На одном заводе брал барахлишко, а оказалось – стратегическое сырье. Как-никак война… Советская власть таких шуток не прощает. Трое нас было, да я один там свои пальчики умудрился оставить. Вот потому и взял все на себя. А двое подельничков в Москве остались. В «Метрополе», наверно, обедают.
– Понимаю…
– Когда же мы с тобой виделись в последний раз? Лет пятнадцать назад?
– Нет. Двадцать пять. На Соловках.
– Тогда ты еще не был… красным?
– Ошибаешься, Шельма, я уже тогда был сотрудником органов.
– Так что ты будешь со мной делать, Тимошка? – озабоченно спросил Шельма.
– А что мне с тобой делать, Афанасий? – пожал плечами Тимофей Егорович. – Тебе помилование вышло. Заменили расстрел на четвертак. Вот тебе справка. – Он достал из ящика стола лист бумаги. – Можешь идти. Поздравляю тебя!
– Ты это серьезно? – не желал верить Шельма, поглядывая на документ.
– Я же неграмотный. Читать так и не выучился.
– Серьезнее не бывает. – Беспалый поднялся и протянул Афанасию листок.
Шельма осторожно, словно боясь обжечься, взял бумагу.
– Так мне… идти?
– Иди!
– Спасибо тебе, Тимоша, не думал, что из этой комнатушки живым выберусь. Прости, если что не так!

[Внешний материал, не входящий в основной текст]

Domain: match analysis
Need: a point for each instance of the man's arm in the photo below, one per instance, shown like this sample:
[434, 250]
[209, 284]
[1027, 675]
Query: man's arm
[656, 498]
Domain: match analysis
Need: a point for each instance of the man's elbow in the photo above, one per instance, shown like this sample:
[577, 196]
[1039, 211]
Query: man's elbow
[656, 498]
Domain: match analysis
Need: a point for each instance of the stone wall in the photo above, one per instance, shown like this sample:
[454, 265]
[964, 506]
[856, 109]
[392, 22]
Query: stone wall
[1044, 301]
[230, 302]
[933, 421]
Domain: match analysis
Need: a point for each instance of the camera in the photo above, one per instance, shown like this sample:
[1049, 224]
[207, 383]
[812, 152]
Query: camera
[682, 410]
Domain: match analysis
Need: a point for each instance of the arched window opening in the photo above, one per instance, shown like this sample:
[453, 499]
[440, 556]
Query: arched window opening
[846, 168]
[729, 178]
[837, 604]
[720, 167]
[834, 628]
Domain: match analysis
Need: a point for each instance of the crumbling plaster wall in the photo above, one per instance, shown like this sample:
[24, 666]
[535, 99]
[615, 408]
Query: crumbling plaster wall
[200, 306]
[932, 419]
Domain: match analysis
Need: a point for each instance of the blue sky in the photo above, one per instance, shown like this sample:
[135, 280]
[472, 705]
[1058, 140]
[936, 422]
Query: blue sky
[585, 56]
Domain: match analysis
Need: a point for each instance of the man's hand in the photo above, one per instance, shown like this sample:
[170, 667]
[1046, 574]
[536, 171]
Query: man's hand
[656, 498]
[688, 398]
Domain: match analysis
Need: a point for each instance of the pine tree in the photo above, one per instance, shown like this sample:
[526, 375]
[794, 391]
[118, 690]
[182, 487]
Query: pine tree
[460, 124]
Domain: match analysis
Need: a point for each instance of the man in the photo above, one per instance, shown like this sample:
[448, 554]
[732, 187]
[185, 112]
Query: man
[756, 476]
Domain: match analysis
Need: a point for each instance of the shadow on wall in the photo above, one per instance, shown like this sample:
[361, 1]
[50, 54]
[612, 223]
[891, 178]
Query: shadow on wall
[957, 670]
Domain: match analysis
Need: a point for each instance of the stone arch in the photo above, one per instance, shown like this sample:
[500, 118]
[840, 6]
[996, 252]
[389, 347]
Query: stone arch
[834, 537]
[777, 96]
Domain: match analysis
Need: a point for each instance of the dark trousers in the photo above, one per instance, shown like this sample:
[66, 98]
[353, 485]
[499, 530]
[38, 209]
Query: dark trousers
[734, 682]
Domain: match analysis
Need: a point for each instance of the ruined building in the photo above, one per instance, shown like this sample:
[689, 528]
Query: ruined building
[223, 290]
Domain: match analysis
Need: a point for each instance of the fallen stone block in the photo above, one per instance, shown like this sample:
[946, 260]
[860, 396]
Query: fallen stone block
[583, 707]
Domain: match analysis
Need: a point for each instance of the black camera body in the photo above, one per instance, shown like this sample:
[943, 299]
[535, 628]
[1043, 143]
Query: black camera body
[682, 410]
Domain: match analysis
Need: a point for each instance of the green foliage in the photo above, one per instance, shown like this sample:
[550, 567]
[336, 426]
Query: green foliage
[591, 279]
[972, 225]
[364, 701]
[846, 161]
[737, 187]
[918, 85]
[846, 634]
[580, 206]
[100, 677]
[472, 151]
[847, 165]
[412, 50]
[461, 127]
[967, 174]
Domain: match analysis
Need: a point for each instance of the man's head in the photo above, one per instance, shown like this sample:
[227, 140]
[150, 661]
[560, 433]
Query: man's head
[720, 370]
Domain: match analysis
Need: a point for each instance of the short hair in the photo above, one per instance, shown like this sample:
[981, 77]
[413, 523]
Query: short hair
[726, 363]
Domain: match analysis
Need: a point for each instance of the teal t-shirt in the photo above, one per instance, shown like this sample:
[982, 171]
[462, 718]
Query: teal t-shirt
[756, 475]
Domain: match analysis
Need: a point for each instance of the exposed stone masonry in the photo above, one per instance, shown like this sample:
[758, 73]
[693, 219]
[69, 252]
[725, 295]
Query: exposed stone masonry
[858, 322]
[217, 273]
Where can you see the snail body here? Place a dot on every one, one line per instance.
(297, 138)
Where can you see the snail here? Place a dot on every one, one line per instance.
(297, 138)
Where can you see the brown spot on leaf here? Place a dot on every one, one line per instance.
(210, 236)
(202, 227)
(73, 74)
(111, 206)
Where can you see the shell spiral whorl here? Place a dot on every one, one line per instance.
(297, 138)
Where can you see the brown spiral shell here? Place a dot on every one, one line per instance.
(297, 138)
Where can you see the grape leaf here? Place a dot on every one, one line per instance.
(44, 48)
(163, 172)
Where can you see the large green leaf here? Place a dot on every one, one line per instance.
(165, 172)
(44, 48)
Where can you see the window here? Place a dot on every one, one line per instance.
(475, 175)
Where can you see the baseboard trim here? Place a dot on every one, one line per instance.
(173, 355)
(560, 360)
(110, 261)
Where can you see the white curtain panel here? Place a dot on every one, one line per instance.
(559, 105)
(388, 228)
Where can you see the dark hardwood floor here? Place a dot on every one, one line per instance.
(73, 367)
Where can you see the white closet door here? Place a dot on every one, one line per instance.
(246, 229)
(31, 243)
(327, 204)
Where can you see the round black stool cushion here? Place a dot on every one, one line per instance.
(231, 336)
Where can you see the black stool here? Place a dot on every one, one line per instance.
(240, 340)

Шельма повернулся и направился к двери. Тимофей Беспалый вгляделся в голову Шельмы. Голова у вора была выбрита, и на желтоватой коже виднелись многочисленные царапины и шрамы. В основании черепа Беспалый рассмотрел небольшую шишку, из которой торчали длинные седые волосы.
Майор сунул руку в ящик стола, пальцы отыскали прохладную сталь.
Шельма был уже близко от приоткрытой двери. Подавив в себе сожаление. Беспалый поднял наган и выстрелил. Брызнули кровь и комки мозга, пуля, прошедшая навылет, щелкнула о стену. Шельма, раскинув руки, повалился на дверь, которая под тяжестью тела распахнулась, словно выпуская мертвого вора на волю.
Беспалый тяжело опустился на стул и, глядя на труп, налил себе из графина полный стакан водки, а потом одним махом, как будто это была ключевая водица, вылил водку себе в утробу.
– Капитонов! – громко крикнул Беспалый. – Где ты там?! Черт тебя побери! Или, может быть, мне самому покойника тащить?
Вошел перепуганный старшина. Майор явно был не в своей тарелке.
Значит, и у него нервы не железные и все это чушь и брехня, будто расстрел приговоренных для Беспалого такое же удовольствие, как для некоторых – игра на бильярде.
– Сейчас! Сидоров! – рявкнул Капитонов. Напуганный гневом майора, он готов был взвалить труп на собственные плечи и без всяких помощников закопать его на лагерном кладбище в тундре.
Рядовой Сидоров, потоптавшись немного у трупа, нагнулся и стал расстегивать на груди Шельмы рубашку.